— А я не согласен.
— Ну и жалуйтесь! — засмеялась Лиля и скрылась по ту сторону калитки.
— А кому жаловаться?
— Кому хотите. Спокойной ночи, Либкин! — крикнула она и побежала к дому.
У крыльца она затаилась, наблюдая за Либкиным. Он стоял все в той же позе — лицом к калитке, с недоуменным видом человека, вовсе не надеявшегося на такой исход. Потом он повернулся, еще помешкал и медленно зашагал прочь.
У Лили сильно забилось сердце. Ей еще никогда не приходилось переживать ничего подобного; глядя теперь вслед удаляющемуся Либкину, ей вдруг страшно захотелось распахнуть калитку, побежать, догнать и припасть к нему со словами: «Целуй меня! Ну, целуй же, целуй!» Но тут же, испугавшись этого своего чувства, она поспешно вскочила на крыльцо и что есть силы толкнула дверь в сени.

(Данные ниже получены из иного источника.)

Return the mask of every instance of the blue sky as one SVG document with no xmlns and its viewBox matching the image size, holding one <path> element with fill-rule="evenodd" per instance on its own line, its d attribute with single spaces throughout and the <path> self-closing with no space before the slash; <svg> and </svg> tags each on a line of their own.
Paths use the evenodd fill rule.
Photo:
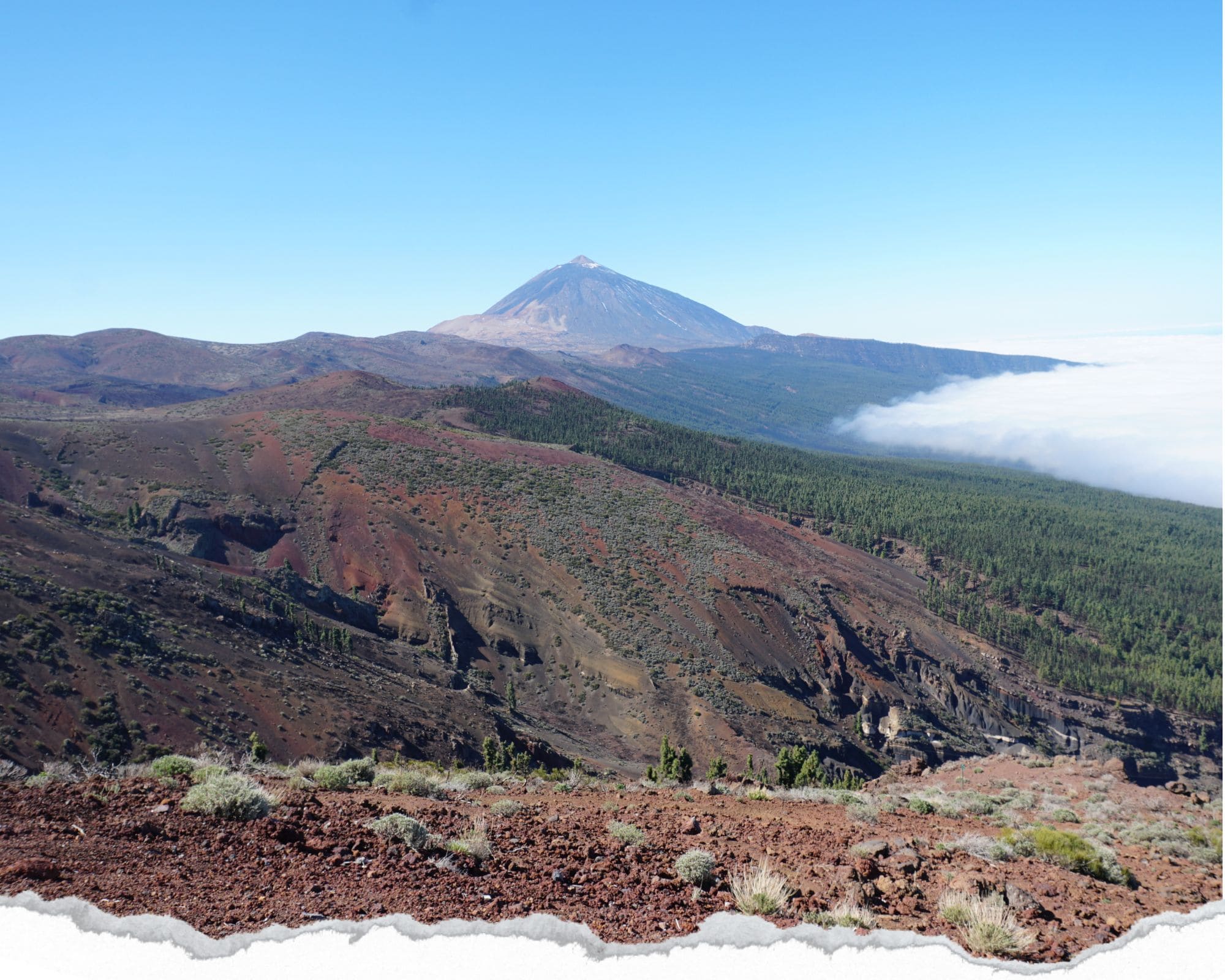
<svg viewBox="0 0 1225 980">
<path fill-rule="evenodd" d="M 5 4 L 0 336 L 424 330 L 578 252 L 748 323 L 1218 326 L 1220 6 Z"/>
</svg>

С того вечера Лиля больше не видела Либкина. Потом она узнала, что он стал часто бывать у Шпиглеров. Ну да, ясно, он обиделся на нее. Но за что? Может, она неправильно вела себя с ним? Но как она могла вести себя иначе?
А Шолом Либкин действительно стал часто захаживать к Шпиглерам. Приходил к ним иногда в обед, иногда к ужину. Мог появиться, когда Вениамин Исаакович был дома, а также и в его отсутствие.

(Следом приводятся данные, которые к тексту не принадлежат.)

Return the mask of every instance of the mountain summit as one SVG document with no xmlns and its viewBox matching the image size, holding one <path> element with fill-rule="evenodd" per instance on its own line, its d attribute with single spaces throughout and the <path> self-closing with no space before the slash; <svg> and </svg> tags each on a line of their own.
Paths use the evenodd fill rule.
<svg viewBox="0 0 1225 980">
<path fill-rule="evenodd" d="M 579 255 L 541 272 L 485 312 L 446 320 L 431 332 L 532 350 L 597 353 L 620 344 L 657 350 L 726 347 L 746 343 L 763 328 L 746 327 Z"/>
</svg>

Сидели ли они втроем, или Либкин был только с Мариам, у них всегда находилось, о чем поговорить, и время за беседой текло незаметно.

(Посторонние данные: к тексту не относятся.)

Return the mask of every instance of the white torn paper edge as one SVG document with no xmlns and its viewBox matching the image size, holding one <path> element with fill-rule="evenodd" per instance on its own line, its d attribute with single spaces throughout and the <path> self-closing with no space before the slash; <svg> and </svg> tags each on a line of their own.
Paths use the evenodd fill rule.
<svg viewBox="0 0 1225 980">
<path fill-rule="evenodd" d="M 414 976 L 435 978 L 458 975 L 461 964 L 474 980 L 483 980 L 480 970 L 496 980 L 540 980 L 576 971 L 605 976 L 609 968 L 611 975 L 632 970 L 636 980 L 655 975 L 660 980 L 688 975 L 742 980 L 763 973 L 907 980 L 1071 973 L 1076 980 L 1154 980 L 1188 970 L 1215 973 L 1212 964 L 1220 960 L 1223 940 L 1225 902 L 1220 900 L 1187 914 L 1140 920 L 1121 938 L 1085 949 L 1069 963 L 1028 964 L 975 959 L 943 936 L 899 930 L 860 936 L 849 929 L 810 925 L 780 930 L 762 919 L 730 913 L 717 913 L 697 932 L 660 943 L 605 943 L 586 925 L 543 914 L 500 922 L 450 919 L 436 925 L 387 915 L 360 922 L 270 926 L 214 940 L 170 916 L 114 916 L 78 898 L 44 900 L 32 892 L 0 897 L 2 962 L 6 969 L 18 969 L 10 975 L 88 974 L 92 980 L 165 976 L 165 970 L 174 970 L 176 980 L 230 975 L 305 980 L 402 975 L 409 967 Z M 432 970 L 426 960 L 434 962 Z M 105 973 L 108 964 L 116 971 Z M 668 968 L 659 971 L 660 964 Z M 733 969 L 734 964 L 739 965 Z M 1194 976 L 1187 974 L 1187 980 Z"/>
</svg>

Мариам очень сожалела о том, что перестал заходить Гиршке. Будь и он тут, с ними, думала она, было бы еще интереснее. В то же время она сомневалась, получился ли бы вообще какой-нибудь разговор, окажись за одним столом Гиршке и Либкин, — уж слишком разные они люди.
Гиршке чувствовал себя у Шпиглеров просто и непринужденно, и Мариам знала — так он чувствует себя у н и х. Непринужденность же Либкина была совсем иного рода — он всюду как у себя дома.
Мариам была мастерицей готовить вкусные блюда. Гиршке они доставляли удовольствие, и он это ценил. Либкин же все уплетал за обе щеки и ни слова не говорил в благодарность, как будто иначе и быть не должно.
Гиршке с одинаковым уважением относился и к Вениамину Исааковичу и к ней, Мариам, и если в душе он, возможно, как она догадывалась, к ней питал нечто большее, то старался скрывать это чувство даже от самого себя. Либкин же, напротив, с явным пренебрежением относился к хозяину дома, где его так радушно принимали, и всячески проявлял свой восторг перед нею, Мариам.
Всего этого было достаточно, чтобы оба — и хозяин и хозяйка дома — не захотели бы спускать ему такого поведения. Но в Либкине было столько апломба и уверенности в правильности всего, что он говорит и делает, что ему прощали многое такое, чего не простили бы никому другому. Ну, и прекрасная наружность Либкина тут тоже играла не последнюю роль. Мариам он определенно нравился.
А Вениамин Исаакович? Он относился к этому, как и ко всему, со своим обычным спокойствием. Он хорошо знал Мариам и никогда не унизил бы ни ее, ни себя мелочной ревностью.
В один из будничных дней, после обеда, Вениамин Исаакович, как всегда, ушел на работу, и Мариам с Либкиным остались вдвоем. Она поставила на стол таз с горячей водой и принялась мыть посуду, а Либкину, как в свое время Гиршке, протянула полотенце.
— Не сидите сложа руки. Поможете мне вытереть посуду?
Спросила она это тоном человека, не привыкшего слышать отказ.
Усмехнувшись в холеную бороду, Либкин ответил:
— Это вы хотите, чтобы я вам отработал обед?